Interview topics included a brief overview of men’s social lives (e.g., family, education, work), followed by a series of questions about their experience with HIV-related research, including preferred recruitment strategies and venues and, when applicable, their own role as recruiters. Participants provided verbal informed consent and received $50 and a roundtrip subway card. The Columbia University Institutional Review Board approved this study.

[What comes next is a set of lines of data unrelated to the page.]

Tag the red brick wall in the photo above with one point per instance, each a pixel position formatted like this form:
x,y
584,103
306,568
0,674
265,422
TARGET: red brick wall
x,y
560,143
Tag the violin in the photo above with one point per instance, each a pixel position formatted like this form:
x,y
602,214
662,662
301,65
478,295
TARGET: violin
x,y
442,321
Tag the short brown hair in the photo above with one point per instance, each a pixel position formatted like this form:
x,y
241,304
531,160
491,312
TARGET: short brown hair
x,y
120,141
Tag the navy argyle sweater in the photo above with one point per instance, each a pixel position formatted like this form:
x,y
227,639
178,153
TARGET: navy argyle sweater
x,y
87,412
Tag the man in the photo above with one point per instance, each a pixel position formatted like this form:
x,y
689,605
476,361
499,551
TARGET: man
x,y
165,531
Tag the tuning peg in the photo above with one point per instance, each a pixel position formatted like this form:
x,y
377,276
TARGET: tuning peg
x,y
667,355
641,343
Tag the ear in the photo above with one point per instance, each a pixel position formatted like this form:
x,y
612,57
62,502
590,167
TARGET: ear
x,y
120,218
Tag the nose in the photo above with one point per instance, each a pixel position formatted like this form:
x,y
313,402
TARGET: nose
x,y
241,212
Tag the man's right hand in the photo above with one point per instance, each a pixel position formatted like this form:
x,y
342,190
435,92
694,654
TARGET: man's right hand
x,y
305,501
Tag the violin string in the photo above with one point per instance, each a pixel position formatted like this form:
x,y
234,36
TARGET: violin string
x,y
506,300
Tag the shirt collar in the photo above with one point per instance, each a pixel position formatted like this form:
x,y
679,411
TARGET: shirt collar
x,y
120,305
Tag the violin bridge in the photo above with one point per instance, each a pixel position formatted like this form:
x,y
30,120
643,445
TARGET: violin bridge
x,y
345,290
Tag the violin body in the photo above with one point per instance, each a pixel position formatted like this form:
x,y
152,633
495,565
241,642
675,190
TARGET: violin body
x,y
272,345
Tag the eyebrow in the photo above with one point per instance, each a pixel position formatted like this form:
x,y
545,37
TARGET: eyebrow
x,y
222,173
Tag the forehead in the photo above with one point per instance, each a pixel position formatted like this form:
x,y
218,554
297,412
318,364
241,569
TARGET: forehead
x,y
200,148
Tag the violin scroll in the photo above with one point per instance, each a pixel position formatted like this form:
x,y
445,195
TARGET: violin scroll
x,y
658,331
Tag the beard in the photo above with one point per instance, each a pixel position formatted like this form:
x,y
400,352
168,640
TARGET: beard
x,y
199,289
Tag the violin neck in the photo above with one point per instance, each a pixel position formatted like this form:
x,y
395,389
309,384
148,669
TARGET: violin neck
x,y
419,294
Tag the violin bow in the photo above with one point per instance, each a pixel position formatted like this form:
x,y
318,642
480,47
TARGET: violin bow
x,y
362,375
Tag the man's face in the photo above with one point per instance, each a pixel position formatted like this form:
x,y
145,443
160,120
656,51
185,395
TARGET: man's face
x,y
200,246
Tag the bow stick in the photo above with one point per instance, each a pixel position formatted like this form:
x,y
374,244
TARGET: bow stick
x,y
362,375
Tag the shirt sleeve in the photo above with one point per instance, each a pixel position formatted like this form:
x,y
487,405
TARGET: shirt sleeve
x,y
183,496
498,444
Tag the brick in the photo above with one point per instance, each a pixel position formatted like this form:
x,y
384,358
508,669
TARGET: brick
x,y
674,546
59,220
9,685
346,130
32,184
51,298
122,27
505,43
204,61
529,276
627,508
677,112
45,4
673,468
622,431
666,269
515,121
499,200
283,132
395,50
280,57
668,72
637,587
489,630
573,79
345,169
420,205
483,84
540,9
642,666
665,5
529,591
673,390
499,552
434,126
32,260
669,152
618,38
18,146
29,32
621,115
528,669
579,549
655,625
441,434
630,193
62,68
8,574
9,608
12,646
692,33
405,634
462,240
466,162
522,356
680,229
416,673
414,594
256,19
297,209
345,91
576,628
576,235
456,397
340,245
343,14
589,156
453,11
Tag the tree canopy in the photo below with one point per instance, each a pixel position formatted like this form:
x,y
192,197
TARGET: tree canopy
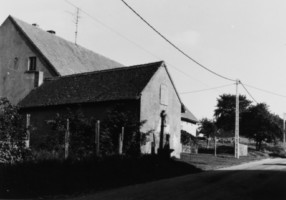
x,y
256,121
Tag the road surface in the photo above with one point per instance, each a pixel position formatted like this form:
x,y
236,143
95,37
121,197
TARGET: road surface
x,y
257,180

Interviews were recorded, transcribed and uploaded into Dedoose (Dedoose, 2020). Study team members analyzed interview data within and across cases using the constant comparative method (Glaser & Strauss, 1967). Three team members independently conducted line-by-line coding on five transcripts to create an initial codebook. We then generated a list of thematic codes based on existing literature and integrated those into the codebook to ensure the inclusion of both theory-based and emergent concepts (MacQueen et al., 2007). This included theories around ‘official’ versus ‘on the ground’ ethics, power dynamics with community-based research, and categories and counting (Freedman 1998; Epstein 2008; Heimer, 2013; . Team members subsequently independently cross-coded a random sample of five additional transcripts to refine the codebook. Once refined, two study team members coded the remaining 20 interviews using the codebook as a guide to ensure relevant themes (both theoretical and emergent from the data) were captured. The research team conducted a series of twice-monthly meetings to resolve discrepancies and triangulate data findings.
RESULTS
Participants’ median age was 26 (range 20–29), and the majority was employed and had health insurance (primarily Medicaid). The high level of Medicaid coverage is a consequence of men being underemployed or employed in low-wage jobs (e.g., fast food or coffee shop) that did not provide health insurance. The sample ranged in education level, income, and sexual identity (Table 1). Two primary areas of tension emerged: 1) misunderstanding of eligibility criteria and 2) suggestions regarding recruitment.
Table 1:
Characteristic | Total N=30 |
---|---|
Age | 26 (median) |
18–24 | 8 |
25–29 | 22 |
Sexual Identity | |
Gay | 19 |
Queer | 5 |
Bisexual | 1 |
Straight | 1 |
No Label | 4 |
Race (self-report) | |
Black | 18 |
Latino | 5 |
Mixed | 7 |
Income | |
Monthly Range | $400–9000 |
Education | |
<High School | 3 |
High School/vocational | 8 |
Some College | 8 |
College or more | 11 |
Employed | |
Yes | 24 |
No | 6 |
Insurance Status | |
Public | 18 |
Private | 10 |
Uninsured | 2 |
(Mis)understandings and problematic categorization of eligibility criteria
Race, age and sexuality
While men understood the need for eligibility criteria (e.g., “that’s how you get an unbiased result”) (27 y/o, Latino, MSM) as a necessary condition of rigorous public health research, they also expressed frustration. Many felt that the categories used to determine participant eligibility did not align with their identities and lived realities, and often served to exclude important segments of the population. One participant described the exclusionary impact of eligibility categorization as “a form of segregation” (27 y/o, Latino, MSM). This problematic was most frequently discussed in terms of race, gender, and sexuality.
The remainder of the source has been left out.